Immigration and the Stock Market:
How Immigration Policy Affects the Stock Prices of Firms that Employ Low-Skilled Workers
Immigration and the Stock Market:
How Immigration Policy Affects the Stock Prices of Firms that Employ Low-Skilled Workers

August 25, 2019

Project Summary

Much of the existing research on immigration investigates the effect of immigration on the employment and wages of native workers. However, little attention has been paid to how immigration impacts the performance of firms in financial markets. This study examines the relationship between increases in immigration and the stock prices of firms most likely to be affected by immigration. The researchers examine the effects of the Temporary Protected Status system that grants temporary legal status to individuals who are displaced from their home countries by extraordinary circumstances, such as natural disasters. As of November 29, 2018 the program protects 417,341 individuals in the US.

Labor-intensive industries, such as agriculture, construction, and manufacturing, may benefit from immigrants moving to the US as this change provides more potential workers for them to hire. To learn how increases in immigration affect a company’s performance, the authors analyze the stock prices in periods surrounding two events that granted protected and legal status to immigrants and increased the availability of workers for labor-intensive firms. The research shows that those firms likely to employ more workers significantly outperformed the market as a whole when more immigrants were allowed to come to the US.

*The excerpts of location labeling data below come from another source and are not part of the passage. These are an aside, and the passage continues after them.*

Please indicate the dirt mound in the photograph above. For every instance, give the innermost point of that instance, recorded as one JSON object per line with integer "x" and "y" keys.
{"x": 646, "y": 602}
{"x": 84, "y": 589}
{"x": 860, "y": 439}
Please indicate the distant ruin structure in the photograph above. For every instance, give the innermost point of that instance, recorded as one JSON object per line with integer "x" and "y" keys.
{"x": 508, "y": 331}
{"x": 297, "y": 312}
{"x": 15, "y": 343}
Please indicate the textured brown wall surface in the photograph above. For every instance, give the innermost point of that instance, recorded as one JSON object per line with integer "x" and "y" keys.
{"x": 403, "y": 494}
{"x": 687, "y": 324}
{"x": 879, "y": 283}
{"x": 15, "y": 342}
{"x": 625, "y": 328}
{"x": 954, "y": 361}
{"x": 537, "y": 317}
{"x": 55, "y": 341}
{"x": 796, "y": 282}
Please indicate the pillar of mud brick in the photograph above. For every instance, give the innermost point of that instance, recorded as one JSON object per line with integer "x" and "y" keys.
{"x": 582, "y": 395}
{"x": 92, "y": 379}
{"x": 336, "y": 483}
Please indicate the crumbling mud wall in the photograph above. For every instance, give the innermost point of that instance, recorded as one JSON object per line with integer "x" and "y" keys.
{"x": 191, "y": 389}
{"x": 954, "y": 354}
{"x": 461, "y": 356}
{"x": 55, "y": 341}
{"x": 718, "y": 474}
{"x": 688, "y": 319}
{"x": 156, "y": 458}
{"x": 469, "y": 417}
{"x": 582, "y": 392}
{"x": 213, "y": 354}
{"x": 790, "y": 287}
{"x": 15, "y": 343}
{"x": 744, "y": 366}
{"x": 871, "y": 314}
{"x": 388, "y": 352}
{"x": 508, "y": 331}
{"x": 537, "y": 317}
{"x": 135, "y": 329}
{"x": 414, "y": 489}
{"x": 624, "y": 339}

How are stock prices in immigrant-heavy industries affected by increases in immigration?

  • Industries that typically attract immigrants — agriculture, construction, and manufacturing — all benefitted in response to increases in immigration.
  • After the Immigration Act of 1990, which granted legal status to immigrants from Latin American countries, stock prices of relevant firms outperformed the market by nearly 70%.
  • During the 1999 Temporary Protected Status order, which followed Hurricane Mitch and protected nearly 90,000 immigrants from Honduras and Nicaragua, labor-intensive firms outperformed the market by over 170%.
  • After the 1999 enactment of Temporary Protected Status, monthly stock returns of observed firms outperformed the entire market for at least six months.

These results suggest that allowing increased immigration to the US has significant positive implications in financial markets. In light of this, policymakers should consider the effect of immigration policy on financial markets. Specifically, increasing the flow of immigrants could increase firm productivity and allow for expansion in industries that require many workers.